Update README.md

4b82691 verified about 5 hours ago

6.56 kB

language:
  - eng
  - tig
tags:
  - tokenizer
  - machine-translation
  - low-resource
  - geez-script
  - marianmt
  - sentencepiece
license: mit
datasets:
  - nllb
  - opus
metrics:
  - bleu

English–Tigrinya Machine Translation Model

Low-Resource English–Tigrinya MT: Leveraging Multilingual Models, Custom Tokenizers, and Clean Evaluation Benchmarks
Hailay Kidu Teklehaymanot, G. Gebremariam Gidey, Wolfgang Nejdl
3rd International Conference on Foundation and Large Language Models (FLLM 2025), pp. 121–128
📍 25–28 November 2025 | Vienna, Austria | DOI: 10.1109/FLLM67465.2025.11390974

Overview

This repository provides a custom SentencePiece tokenizer and a fine-tuned MarianMT model for bidirectional English ↔ Tigrinya machine translation. Tigrinya is a low-resource Ge'ez-script language spoken primarily in Eritrea and the Tigray region of Ethiopia, and is significantly underrepresented in standard multilingual NLP models.

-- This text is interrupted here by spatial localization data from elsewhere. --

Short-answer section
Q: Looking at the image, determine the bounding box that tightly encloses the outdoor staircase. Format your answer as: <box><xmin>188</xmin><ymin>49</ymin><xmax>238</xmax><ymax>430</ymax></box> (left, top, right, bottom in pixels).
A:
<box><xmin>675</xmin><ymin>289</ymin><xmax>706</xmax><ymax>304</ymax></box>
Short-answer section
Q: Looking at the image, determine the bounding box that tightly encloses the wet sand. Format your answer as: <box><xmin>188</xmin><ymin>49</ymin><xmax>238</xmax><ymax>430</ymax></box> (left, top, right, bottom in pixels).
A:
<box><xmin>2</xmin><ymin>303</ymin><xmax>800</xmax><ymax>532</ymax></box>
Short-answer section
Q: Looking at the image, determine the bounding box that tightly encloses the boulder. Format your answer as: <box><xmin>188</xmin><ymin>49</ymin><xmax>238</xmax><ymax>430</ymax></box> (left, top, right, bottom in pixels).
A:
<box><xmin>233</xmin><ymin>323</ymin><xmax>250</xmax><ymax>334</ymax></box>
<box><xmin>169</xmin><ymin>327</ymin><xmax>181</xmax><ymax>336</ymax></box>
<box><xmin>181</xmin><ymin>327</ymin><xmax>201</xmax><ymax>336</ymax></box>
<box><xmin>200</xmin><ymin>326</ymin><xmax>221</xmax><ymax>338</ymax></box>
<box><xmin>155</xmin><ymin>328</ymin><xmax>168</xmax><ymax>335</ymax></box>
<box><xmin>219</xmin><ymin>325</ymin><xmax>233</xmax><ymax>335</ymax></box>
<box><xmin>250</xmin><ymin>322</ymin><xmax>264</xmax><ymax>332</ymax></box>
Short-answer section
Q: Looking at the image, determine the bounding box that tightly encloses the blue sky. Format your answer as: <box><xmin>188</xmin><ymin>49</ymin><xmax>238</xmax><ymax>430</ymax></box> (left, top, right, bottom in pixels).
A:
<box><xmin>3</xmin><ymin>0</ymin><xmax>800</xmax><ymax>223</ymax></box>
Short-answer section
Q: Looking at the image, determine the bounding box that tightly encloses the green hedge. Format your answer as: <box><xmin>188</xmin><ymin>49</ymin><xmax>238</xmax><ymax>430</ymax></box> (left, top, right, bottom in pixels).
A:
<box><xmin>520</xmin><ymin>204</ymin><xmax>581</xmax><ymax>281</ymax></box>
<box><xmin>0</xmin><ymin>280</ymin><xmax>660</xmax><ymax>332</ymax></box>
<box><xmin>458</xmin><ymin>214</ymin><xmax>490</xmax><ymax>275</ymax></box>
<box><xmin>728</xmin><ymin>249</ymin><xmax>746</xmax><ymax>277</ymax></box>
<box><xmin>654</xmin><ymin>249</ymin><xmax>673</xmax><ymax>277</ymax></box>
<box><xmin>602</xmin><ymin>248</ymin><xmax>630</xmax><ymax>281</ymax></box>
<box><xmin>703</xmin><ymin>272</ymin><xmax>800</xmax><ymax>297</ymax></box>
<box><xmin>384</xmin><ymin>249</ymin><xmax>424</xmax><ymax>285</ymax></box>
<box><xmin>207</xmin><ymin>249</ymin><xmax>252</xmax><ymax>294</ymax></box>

The model is trained on the NLLB parallel corpus and evaluated against OPUS parallel data using BLEU, addressing the lack of clean, reliable translation benchmarks for this language pair.

Model Details

Property	Value
Task	Bidirectional Machine Translation (EN ↔ TIG)
Base Model	MarianMT (multilingual transformer)
Tokenizer	SentencePiece, customized for Ge'ez script
Training Data	NLLB Parallel Corpus (English–Tigrinya)
Evaluation Data	OPUS Parallel Corpus (English–Tigrinya)
Evaluation Metric	BLEU
Frameworks	Hugging Face Transformers, PyTorch
License	MIT

Training Details

Parameter	Value
Epochs	3
Batch size	8
Max sequence length	128 tokens
Learning rate	`1.44e-07` with decay
Training time	~12 hours (43,376.7s)
Training speed	96.7 samples/sec
Steps per second	12.08

Training Loss per Epoch

Epoch	Loss	Gradient Norm
1	0.4430	1.14
2	0.4077	1.11
3	0.4379	1.06
Final	0.4756	—

Usage

The model supports translation in both directions. The direction is controlled by a language prefix token passed to the tokenizer.

English → Tigrinya

from transformers import MarianMTModel, MarianTokenizer

model_name = "Hailay/MachineT_TigEng"
model = MarianMTModel.from_pretrained(model_name)
tokenizer = MarianTokenizer.from_pretrained(model_name)

english_text = "We must obey the Lord and leave them alone"
inputs = tokenizer(english_text, return_tensors="pt", padding=True, truncation=True)
translated = model.generate(**inputs)
print(tokenizer.decode(translated[0], skip_special_tokens=True))

Tigrinya → English

Prepend >>eng<< to tell the model to produce English output:

from transformers import MarianMTModel, MarianTokenizer

model_name = "Hailay/MachineT_TigEng"
model = MarianMTModel.from_pretrained(model_name)
tokenizer = MarianTokenizer.from_pretrained(model_name)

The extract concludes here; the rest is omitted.